I have never been comfortable where there is conflict, so I knew that I had to train my Gracie from the start. I decided what habits I wanted to impart and commenced laying the foundations for those habits. One of the first important foundations was potty training. When she was only one week old, every time I went I put her in front of me on the potty. Even though she did not know at that time what it meant, I was making her comfortable with the idea of sitting over that gaping hole with water in it. I carefully observed her in respect to her eating and drinking and watched for the signs that she was becoming uncomfortable in her bladder or bowls, and made sure I took her at those special times. I even took her at night. I can honestly say that I can count on my fingers how many times I have had to change a stinky diaper.
Yes, you guessed right. It is more the parent being trained than the baby. You just have to be consistent in “your” training. When she did have an accident, I did not treat it as a discipline problem; it was okay. All I was trying to do in training her at a young age was to start the habit early. By the time she learned to walk and talk, she had already been trained to go on the potty, so she started to ask and go on her own. It made my life and her’s so much easier.

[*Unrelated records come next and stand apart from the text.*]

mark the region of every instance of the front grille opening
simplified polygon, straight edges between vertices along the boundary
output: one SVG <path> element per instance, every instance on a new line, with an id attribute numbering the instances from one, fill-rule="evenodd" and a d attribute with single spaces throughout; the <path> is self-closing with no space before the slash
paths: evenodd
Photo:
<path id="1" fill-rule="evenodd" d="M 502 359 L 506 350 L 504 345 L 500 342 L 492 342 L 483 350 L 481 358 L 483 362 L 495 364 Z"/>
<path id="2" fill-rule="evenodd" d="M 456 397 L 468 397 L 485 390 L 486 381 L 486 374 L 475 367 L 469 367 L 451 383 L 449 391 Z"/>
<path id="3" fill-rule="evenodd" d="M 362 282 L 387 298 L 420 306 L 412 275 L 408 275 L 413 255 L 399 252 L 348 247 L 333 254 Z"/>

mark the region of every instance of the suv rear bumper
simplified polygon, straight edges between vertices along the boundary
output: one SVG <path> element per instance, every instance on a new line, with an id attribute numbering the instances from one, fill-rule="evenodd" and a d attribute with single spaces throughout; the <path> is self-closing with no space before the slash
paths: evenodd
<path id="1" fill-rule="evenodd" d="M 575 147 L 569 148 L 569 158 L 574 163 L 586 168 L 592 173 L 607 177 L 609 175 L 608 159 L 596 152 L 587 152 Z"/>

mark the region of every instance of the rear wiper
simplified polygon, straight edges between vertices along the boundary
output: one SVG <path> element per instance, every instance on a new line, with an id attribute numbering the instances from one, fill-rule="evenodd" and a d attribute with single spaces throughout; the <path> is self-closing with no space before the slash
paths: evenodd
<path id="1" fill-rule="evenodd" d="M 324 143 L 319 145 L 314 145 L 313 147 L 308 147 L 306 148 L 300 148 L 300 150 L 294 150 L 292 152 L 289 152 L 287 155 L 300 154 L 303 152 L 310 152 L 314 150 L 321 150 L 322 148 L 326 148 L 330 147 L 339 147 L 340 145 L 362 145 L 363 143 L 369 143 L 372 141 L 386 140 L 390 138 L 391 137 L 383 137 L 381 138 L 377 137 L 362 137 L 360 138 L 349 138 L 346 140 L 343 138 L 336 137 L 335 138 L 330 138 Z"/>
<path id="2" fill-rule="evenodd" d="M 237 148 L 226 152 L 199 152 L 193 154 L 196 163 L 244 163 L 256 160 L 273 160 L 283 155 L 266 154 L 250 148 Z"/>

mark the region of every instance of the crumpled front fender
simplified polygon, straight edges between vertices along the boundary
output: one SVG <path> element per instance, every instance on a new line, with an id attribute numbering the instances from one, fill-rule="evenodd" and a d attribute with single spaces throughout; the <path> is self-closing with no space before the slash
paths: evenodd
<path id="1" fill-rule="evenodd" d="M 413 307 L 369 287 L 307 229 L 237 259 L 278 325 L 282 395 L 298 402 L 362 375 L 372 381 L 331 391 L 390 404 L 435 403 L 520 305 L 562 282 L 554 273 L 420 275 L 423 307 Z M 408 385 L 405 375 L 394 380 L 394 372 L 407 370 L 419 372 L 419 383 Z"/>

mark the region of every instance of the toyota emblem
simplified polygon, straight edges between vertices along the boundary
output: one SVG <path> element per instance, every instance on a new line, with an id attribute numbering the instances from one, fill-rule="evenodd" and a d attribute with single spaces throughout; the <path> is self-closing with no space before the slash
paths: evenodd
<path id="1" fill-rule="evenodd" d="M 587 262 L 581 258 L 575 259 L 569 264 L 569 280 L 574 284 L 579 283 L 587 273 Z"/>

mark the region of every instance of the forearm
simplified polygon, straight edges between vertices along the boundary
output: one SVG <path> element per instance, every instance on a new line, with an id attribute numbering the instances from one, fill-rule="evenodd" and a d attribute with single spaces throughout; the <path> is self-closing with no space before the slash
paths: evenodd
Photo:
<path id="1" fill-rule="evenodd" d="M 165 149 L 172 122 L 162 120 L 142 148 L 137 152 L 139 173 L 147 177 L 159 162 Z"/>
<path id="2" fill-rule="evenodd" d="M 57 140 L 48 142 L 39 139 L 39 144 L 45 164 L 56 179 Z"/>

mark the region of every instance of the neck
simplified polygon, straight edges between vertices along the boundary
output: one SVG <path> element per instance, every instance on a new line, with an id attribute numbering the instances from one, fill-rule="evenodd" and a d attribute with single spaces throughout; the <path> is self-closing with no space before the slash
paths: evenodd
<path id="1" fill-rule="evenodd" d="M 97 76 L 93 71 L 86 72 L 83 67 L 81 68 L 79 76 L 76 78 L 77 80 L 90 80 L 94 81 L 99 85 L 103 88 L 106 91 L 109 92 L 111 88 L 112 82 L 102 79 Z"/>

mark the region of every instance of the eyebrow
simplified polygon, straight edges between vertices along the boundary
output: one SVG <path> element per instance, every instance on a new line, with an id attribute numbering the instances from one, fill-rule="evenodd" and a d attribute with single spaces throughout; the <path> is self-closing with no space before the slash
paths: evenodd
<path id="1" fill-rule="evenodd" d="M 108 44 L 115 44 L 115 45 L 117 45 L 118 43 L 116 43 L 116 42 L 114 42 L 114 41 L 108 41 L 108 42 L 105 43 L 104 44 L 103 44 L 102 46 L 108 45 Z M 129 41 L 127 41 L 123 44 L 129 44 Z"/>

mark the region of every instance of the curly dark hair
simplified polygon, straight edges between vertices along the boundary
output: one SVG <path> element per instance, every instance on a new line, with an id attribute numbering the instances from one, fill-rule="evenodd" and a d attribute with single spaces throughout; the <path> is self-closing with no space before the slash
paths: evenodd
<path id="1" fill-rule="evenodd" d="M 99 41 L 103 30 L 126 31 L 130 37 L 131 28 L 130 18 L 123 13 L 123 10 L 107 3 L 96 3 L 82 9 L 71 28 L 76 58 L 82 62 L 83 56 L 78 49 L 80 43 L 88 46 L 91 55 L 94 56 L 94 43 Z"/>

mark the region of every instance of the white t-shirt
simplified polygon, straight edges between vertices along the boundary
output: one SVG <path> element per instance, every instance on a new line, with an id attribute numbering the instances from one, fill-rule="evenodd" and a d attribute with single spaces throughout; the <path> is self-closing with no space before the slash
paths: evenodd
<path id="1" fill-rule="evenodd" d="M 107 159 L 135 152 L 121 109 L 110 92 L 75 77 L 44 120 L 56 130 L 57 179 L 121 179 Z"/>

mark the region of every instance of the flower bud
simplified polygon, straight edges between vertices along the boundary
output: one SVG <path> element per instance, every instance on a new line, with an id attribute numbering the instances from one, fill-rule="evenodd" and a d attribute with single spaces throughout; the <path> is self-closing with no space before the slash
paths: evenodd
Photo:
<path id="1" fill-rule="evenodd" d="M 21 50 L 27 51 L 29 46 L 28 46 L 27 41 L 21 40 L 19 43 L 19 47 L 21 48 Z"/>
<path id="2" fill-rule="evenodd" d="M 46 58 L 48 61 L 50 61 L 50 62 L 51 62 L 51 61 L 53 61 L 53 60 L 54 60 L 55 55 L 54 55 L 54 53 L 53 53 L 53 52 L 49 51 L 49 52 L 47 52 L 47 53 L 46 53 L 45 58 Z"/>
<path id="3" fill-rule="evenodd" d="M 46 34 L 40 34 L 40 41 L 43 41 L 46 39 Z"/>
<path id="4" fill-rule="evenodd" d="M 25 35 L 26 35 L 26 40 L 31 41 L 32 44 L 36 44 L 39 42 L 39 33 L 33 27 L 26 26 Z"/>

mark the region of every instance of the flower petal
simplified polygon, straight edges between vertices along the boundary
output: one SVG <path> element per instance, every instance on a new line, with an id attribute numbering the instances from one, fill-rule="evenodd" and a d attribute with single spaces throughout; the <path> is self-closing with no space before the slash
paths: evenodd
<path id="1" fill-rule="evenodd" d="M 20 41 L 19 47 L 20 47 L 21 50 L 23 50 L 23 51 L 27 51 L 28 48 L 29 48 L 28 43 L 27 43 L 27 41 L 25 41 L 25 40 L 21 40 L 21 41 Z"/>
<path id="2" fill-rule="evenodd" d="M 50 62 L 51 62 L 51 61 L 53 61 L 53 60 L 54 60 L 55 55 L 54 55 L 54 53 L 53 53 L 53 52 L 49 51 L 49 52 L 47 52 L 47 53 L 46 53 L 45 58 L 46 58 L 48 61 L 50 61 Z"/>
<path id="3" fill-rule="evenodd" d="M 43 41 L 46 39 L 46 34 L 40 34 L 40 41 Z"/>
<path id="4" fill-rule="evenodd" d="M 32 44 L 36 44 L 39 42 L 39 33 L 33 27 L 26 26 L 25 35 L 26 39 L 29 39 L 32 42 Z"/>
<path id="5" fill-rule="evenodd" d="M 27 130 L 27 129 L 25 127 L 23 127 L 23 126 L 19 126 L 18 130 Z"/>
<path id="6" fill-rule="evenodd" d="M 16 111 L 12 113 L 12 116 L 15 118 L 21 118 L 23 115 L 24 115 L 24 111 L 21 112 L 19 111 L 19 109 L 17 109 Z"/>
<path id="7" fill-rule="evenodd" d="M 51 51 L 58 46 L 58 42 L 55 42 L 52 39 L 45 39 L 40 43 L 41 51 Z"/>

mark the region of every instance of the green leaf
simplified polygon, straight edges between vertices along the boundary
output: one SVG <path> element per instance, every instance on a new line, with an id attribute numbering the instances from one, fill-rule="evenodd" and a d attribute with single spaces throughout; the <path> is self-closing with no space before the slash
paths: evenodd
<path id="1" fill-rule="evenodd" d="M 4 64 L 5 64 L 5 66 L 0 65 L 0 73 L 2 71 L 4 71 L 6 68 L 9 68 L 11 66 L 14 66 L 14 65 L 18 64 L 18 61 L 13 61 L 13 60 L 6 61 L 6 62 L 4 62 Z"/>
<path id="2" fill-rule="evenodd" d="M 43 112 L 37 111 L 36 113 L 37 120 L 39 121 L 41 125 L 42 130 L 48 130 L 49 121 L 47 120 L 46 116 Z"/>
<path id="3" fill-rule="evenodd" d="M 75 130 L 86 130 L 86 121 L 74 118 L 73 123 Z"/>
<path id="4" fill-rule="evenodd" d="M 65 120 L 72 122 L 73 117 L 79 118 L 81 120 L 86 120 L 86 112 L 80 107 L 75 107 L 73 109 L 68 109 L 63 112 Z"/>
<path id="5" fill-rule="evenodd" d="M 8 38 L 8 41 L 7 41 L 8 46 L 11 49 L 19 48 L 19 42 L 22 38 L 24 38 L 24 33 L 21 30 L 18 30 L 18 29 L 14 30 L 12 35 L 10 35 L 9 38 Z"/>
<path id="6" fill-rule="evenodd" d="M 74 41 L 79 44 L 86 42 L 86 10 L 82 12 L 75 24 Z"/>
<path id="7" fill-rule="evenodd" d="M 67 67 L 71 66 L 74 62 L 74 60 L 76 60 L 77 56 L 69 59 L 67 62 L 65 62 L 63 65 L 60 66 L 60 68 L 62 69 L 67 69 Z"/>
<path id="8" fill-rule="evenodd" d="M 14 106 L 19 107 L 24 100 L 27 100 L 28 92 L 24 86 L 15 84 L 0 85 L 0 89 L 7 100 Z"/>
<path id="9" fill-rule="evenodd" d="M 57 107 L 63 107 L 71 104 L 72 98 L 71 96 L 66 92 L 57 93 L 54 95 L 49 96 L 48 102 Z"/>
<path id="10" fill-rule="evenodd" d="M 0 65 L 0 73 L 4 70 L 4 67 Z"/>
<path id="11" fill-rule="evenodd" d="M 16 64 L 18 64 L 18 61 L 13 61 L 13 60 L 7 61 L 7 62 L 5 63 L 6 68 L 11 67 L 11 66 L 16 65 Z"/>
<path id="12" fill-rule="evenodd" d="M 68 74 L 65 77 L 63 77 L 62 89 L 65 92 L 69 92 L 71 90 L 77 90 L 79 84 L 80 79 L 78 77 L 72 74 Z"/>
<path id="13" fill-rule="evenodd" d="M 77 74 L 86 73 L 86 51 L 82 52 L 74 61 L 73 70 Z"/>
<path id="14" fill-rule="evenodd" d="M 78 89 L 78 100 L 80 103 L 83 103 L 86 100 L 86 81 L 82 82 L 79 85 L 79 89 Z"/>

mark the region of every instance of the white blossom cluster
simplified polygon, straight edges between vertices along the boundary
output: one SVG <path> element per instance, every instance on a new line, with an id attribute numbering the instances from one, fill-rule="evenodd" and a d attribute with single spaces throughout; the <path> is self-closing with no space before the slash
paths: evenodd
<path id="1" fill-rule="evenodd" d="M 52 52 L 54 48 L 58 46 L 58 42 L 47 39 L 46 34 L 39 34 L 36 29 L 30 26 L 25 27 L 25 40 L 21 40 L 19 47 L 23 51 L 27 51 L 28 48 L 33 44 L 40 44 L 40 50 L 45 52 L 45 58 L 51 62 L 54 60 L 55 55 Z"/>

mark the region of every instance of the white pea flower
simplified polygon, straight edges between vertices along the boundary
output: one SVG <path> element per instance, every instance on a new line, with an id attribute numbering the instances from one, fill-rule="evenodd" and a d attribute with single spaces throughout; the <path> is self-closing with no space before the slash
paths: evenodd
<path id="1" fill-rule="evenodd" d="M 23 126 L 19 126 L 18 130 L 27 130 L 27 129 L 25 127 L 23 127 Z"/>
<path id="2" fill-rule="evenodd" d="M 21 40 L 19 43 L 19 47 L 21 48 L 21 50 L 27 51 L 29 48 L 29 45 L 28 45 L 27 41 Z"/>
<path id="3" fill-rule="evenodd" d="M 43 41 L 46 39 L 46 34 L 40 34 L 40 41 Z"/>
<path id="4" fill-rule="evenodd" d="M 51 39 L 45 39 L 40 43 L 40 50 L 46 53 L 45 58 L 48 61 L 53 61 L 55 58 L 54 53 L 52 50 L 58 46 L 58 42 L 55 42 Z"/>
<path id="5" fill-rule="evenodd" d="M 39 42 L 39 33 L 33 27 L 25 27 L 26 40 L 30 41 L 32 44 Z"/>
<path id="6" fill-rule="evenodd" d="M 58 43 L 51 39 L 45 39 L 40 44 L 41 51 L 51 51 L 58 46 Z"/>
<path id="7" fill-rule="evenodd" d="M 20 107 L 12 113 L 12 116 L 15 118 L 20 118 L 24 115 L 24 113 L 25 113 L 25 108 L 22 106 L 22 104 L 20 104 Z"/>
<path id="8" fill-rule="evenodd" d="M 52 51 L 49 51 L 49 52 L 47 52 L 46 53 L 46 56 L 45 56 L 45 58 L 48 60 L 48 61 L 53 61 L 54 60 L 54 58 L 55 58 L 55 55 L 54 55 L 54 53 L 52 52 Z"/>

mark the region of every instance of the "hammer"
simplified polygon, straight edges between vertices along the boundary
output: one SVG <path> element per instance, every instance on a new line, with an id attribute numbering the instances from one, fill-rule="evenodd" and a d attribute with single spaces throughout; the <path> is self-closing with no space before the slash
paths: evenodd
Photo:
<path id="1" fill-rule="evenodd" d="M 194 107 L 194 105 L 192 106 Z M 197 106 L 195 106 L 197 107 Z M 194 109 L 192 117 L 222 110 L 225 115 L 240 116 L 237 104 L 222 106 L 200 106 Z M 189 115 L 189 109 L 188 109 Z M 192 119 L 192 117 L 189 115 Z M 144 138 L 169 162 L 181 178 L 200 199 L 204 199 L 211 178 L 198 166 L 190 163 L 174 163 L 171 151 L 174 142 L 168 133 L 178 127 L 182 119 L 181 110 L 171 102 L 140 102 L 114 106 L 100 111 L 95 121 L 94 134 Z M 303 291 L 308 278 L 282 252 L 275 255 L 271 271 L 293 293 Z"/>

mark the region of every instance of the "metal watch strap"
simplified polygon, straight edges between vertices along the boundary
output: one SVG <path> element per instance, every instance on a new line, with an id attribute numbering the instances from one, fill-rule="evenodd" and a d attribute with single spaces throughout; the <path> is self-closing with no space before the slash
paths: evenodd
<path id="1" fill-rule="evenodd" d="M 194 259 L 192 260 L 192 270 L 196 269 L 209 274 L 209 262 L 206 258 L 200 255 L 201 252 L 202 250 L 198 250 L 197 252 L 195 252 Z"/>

I never used a potty chair, because I wanted her to learn to use the big potty with no fear. I always just held her on the potty until she was old enough to climb up on a stool and go by herself. When we go to public bathrooms, I just hold her over the potty. She knows that I am going to do this because this potty is dirty, so she never fights me. There will be times that you will not have a potty chair, and your baby will not go without it, because that is the way she has been trained. I have seen mothers who must carry a potty chair with them everywhere they go, or their baby will not go for them. I did not want to be burdened like that.
Starting a habit is so much easier than breaking one. As adults, we have the will power and the understanding to change a habit. Yet, even if we find it difficult to go against a habit and are always tempted to fall back to the former ways. Think how hard it would be for a two-year-old to break a lifelong habit. It was okay for two years to soil a daily diaper or two or three, and suddenly their parents are looking down at them and saying, “Stop going in your diaper; I want you to teeter over this great big hole that if you are not careful you might fall into and get flushed down.” I can easily see why an untrained child would be afraid and fight against it.
Today Gracie is two-and-a-half years old, and every moment with her is a joy. What I do with her today will make a better tomorrow. I am still building new foundations for her every day, things that won’t become issues for many years, but I want her to be ready for future challenges. It gives me great joy to watch her grow into the woman I know God wants her to be.